Yes, it seemed that the Minister for Fairytales had successfully diverted everyone’s attention away from Clones by (a) designating the River Finn as the Ulster Canal, which would lead to a scout camp at the spiritual home of Ulster Unionism rather than to Clones, and (b) supporting a greenway walking route to take care of the handsacrosstheborder bit (although ministers from up there seemed to be scarce at the launch. I suppose they’re scarce anyway).

The greenway seems like a better idea to me, given that it’s significantly cheaper than canal restoration and likely to attract far more users, although I wasn’t impressed by the economic assessment in Waterways Ireland’s Ulster Canal Greenway draft strategy document from April 2017 [PDF]. Here is the assessment in full:

6.2 Economic Assessment
Ultimately, the cost of developing a route will play a part in the decision-making process. It may be technically possible to overcome an obstacle, but the cost might make it unfeasible and a longer route chosen. All factors in the Greenway Strategy will be assessed and the most sustainable routes chosen.

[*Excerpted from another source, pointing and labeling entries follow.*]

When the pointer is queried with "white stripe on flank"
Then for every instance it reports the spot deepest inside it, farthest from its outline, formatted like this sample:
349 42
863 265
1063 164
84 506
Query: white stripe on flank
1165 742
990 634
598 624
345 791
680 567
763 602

That seems to suggest that the costs and benefits of the plan have been thought through with as much care and attention as Her Majesty’s Government over the way has given to Brexit. Which, I imagine, will put paid to much handsacrosstheborderism anyway; I hope it doesn’t put paid to Waterways Ireland as well, although it’s bound to increase the difficulties under which that body labours.

But revenons à nos moutons. Just when we thought it was safe to go out, the dead arose. Sinn Féin MEP Matt Carthy said

Clones needs the Ulster Canal if it’s to have a viable tourism future.

Also from the report of the meeting:

A presentation at the meeting revealed that over 50 percent of buildings in Fermanagh Street in Clones are derelict.

Frustration at the lack of progress with the Ulster Canal was voiced, with representatives stating that it was on the agenda in 1999 and is still on it now.

Perhaps Clones has not got the message: the Ulster Canal is off the agenda. But there is a more fundamental problem: [some] small rural towns are dying because there is no longer any economic need for them. The scale of things has changed since the late nineteenth century; consumers can travel to Aldi and Lidl in larger towns; local markets and fairs are no longer how business is done.

Tourism is unlikely to rescue Clones: if it could do so, why isn’t the town already a tourist destination? Why aren’t its attractions well known throughout Germany and wherever else tourists come from? Enabling tourists to visit by water is not going to attract significant numbers from abroad: there are more scenic and interesting waterways elsewhere, in Ireland and on the continent. There would be a very poor return on the millions that a canal to Clones would cost — not helped by proposals for significant overpayment for land.

I still don’t understand why Sinn Féin is so keen on canals generally and the Clones Sheugh in particular. But Clones might find a new economic role as a post-Brexit smuggling centre.